職場で一番歳が近いその先輩とわたしは、たいへん仲が良い。
どうしてガストなんですか、と訊くと、なんでも先輩はいま「ガストの唐揚げが食べたすぎてどうにかなりそう」らしい。それなら行くしかないですね、と頷き二つ返事で承諾、わたしたちはガストへと続く夕まぐれの坂道をだらだら下った。
「唐揚げのほかに、なに食べますか?ピザとか?」歩きながらわたしが尋ねると、先輩は「いや、ピザなんて食べるわけないじゃん!!」と、かなり強めに否定してきた。
「ピザなんか一番だめだよ。わたし今、ダイエット中なんだよ。ピザって小麦粉とチーズ入ってるでしょ?太るものと太るものの組み合わせじゃん。だから、あんなんは一番だめ。敵だよ、敵。でもピザってさ、おいしいよね」
怒涛の悪口かと思いきや、先輩は最後にちゃんとピザをフォローしていた。
社会人としての経験がわたしよりも一年長い先輩は、さすがピザ側への配慮もおこたらない。先輩がとてもステキな人だということをわたしは再確認する。
ガストに到着すると、流れるようにメニューをひらく。ファミレスのメニューって、いつ見ても気持ちがあかるくなるからとても好きだ。人間のあくなき食への欲求が、ポップに彩られて隅々まであふれかえっている。『クリームたっぷり!』とか『口どけまろやか!』みたいなキャッチコピーも全部かわいらしくて自信に満ちあふれていて、ほほえましい。
わたしは、先輩がはげしく否定をしていたピザを注文することにした。
先輩は「本当は唐揚げ定食が食べたいんだけど、ダイエット中だから、お米食べられないんだよね。お米の代わりに、フライドポテト頼むわ」と言って、唐揚げとフライドポテトを頼んでいた。
唐揚げとフライドポテトって、どっちも揚げ物だしハイカロリーだし、どう考えてもダイエッターのラインナップではないように思う。でも先輩の中には独自のルールがあるらしい。そして先輩は自分のルールを信じて疑わない。
数分後、料理をのっけた猫型のロボットが、愉快な音楽と共にわたしたちのテーブルにやってきた。

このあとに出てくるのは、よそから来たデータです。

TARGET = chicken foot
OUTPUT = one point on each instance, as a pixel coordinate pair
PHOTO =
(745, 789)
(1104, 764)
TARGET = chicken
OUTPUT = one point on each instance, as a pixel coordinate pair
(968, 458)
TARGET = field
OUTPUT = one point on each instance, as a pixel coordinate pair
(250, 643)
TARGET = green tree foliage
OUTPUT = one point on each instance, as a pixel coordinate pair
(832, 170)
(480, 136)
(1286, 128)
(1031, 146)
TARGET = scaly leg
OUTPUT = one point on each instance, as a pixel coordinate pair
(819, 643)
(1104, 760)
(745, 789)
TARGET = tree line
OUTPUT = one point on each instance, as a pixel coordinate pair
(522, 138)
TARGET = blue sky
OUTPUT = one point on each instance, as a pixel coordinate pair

「きたきたきたあ!!」と声を上げた先輩は嬉しそうにロボットから料理を受け取る。そして「さっさと行きな!」となぜか辛辣な言葉を投げかけて猫を追い返すと、唐揚げとポテトを喜び勇んで食べはじめた。
しかし食べている途中で、先輩は「ミスったわ」と言うと眉をゆがめた。
「マジでぜんぜん量が足りない。やっぱり定食にすればよかったわ」先輩はしきりに自分の選択を悔やんでいた。
「いまから追加でなんか注文すればいいじゃないですか」わたしが笑いながらメニューを差し出すと、先輩は「そうだね。マジで足りないから、さすがにもう一品だけちょっと何か頼むわ」と言って、追加で注文する料理をじっくりと選び始めた。
「ガスト来たしやっぱりハンバーグかなあ・・・」
先輩はメニューを見ながらそう呟いている。てっきりサラダとかを頼むのかと思っていたわたしは軽く耳を疑う。
先輩は長らく頭を抱えていた。
「うわー、このハンバーグ、めっちゃおいしそうなんだけどさ、エビフライまでついてきちゃってるわ。さすがにエビフライまでついてるのは、ちょっと・・・・・・、」
「うれしすぎますか?」言いよどむ先輩に、わたしはそう尋ねた。
「うれしすぎる・・・・・・。」と先輩は返してきた。うれしいのかよと思った。
先輩はけっきょくその後、ピザを一枚頼んでいた。
「大丈夫!明日からガリガリに痩せるから!」と言ってピザをあっという間に平らげた先輩は「デザートはさすがにやめとくかー」と名残惜しそうにメニューを眺めていた。これだけ食べてもなお、デザートを頼む選択肢があるのがすごかった。
そしてその後先輩は、わたしが使い終えたおしぼりの山を見て変なツボに入ったらしく「あんたおしぼり使いすぎ」と言って腹を抱えて大笑いしながら、抹茶ラテを3杯飲んでいた。豪傑だった。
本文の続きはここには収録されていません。